Primeiro chega o convite, com vários meses de antecedência, acompanhado de um esboço do programa: ouvir o que os técnicos do projeto têm para dizer e tentar fazer as perguntas certas, para dizerem um pouco mais. Depois guiar o carro em estrada, mas com a carroçaria e os interiores camuflados.

A película mágica

Não é a primeira vez que, no âmbito da minha qualidade de jurado do Car Of The Year (peço desculpa pela formalidade…) sou convocado para uma sessão deste género. Com a invenção das películas pretas e brancas que fazem um “nó” nos olhos e baralham as câmaras fotográficas, este tipo de evento tem ganho popularidade entre as marcas: convidar alguns jornalistas para guiar, em primeira mão, uma unidade “pré-série”, sem realmente poder ver como é o estilo. Admito que me sinto frustrado por vir de lá sem ter visto o carro, mas a possibilidade de o guiar em estrada, totalmente à minha vontade e até com uma passagem programada por uma pista de terra com obstáculos TT, mais do que compensou.

Sim, eu prometo…

Há formalidades a cumprir, como assinar uma carta de compromisso a garantir que não vou publicar nada sobre o carro antes de uma determinada data – na verdade é uma questão de dar a todos os jornalistas a mesma oportunidade, pois o evento costuma durar vários dias. Antigamente, os enviados especiais dos cinco maiores mercados, tinham sempre prioridade.

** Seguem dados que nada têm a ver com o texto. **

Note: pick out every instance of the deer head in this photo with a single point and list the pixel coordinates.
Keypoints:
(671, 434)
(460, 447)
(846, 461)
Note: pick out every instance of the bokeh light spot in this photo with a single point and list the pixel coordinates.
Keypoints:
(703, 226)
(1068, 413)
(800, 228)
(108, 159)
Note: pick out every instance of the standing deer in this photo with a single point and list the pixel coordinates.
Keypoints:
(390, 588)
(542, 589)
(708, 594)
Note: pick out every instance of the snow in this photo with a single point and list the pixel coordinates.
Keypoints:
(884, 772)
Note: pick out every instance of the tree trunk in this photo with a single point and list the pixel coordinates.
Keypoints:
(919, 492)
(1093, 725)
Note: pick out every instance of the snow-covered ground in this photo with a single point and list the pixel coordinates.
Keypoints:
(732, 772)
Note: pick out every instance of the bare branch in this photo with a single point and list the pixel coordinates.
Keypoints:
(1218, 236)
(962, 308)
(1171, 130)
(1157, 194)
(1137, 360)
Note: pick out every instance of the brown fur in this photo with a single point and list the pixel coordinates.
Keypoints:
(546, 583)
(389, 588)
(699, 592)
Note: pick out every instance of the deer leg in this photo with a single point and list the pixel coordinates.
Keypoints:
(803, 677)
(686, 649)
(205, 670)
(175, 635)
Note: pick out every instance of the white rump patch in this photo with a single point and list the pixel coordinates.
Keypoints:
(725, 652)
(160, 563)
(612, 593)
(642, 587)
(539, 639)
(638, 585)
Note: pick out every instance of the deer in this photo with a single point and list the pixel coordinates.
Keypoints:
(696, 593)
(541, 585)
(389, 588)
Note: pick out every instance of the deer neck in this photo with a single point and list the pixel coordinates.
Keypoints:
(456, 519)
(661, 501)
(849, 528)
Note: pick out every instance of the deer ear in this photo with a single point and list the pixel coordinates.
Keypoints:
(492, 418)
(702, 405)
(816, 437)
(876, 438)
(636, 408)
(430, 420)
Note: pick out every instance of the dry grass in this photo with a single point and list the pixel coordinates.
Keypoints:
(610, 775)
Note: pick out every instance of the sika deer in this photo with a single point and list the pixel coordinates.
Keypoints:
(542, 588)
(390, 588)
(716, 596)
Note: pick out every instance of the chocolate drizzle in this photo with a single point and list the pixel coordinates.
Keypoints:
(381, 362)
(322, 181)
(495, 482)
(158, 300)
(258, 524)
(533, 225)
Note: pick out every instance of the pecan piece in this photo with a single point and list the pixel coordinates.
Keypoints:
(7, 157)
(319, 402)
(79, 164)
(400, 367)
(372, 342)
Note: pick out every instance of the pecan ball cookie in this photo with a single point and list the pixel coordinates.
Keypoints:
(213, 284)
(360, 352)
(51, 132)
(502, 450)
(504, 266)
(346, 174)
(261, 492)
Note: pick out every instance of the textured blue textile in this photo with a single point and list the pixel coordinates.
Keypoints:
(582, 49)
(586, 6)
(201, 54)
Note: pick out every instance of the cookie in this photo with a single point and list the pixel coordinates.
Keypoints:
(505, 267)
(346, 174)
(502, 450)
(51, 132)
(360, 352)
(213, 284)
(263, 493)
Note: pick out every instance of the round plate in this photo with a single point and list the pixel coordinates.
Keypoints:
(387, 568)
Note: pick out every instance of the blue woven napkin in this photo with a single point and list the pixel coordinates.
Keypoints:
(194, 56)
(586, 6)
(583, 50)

Fui autorizado a levantar a manta que cobria todo o tablier, mas foi uma espreitadela “for your eyes only” sem direito a fotos

Fotografar é possível, mas só por fora. Por dentro, fui autorizado a levantar a enorme manta que cobria todo o tablier e consola, exceto o painel de instrumentos. Mas foi uma espreitadela “for your eyes only” sem direito a fotos. Há duas razões para isto. A primeira é por uma questão de gestão de expetativas no público, para lhes criar a curiosidade que será satisfeita mais tarde. Por outro lado, sendo pré-séries, por vezes a qualidade dos materiais ainda não é a final, e a marca não quer dar uma ideia errada do produto final.

Pré-série feitos à mão

Estas primeiras unidades são muitas vezes montadas com muito maior percentagem de mão-de-obra humana do que as que vão sair da linha de produção automatizada, mas isso não quer dizer que sejam melhores ou piores. O que quer dizer é que o seu custo foi muito superior, subindo a valores de que os responsáveis das marcas raramente querem falar, para não escandalizar ninguém. Números com seis algarismos, pelo menos.

Ouvir os outros

Estes testes com a imprensa também servem para ouvir a opinião de pessoas que guiam dezenas ou centenas de carros por ano e que têm uma sensibilidade muito particular para avaliar e fazer comparações com a concorrência de forma muito imediata. Algumas marcas chegam a dizer que ouvem esses comentários e que depois os incorporam na versão final. Na maioria das vezes, isso é apenas uma cortesia para nos fazer pensar que somos importantes. Mas há casos de pequenas afinações, tipicamente de suspensão, transmissão e calibragem de motor que são de facto feitas após estes testes.

Conclusão

No final, quase sempre saio destes eventos com a promessa de voltar para ver o produto final, já sem a irritante película e com os responsáveis da marca dispostos a falar com maior detalhe sobre o produto. Neste caso, o ensaio tinha como protagonista o Seat Tarraco, o SUV de sete lugares que se vem posicionar como o topo da marca espanhola. Mas o procedimento é quase sempre o mesmo, com todas as marcas. Detalhes dos bastidores da indústria automóvel, uma das mais complexas.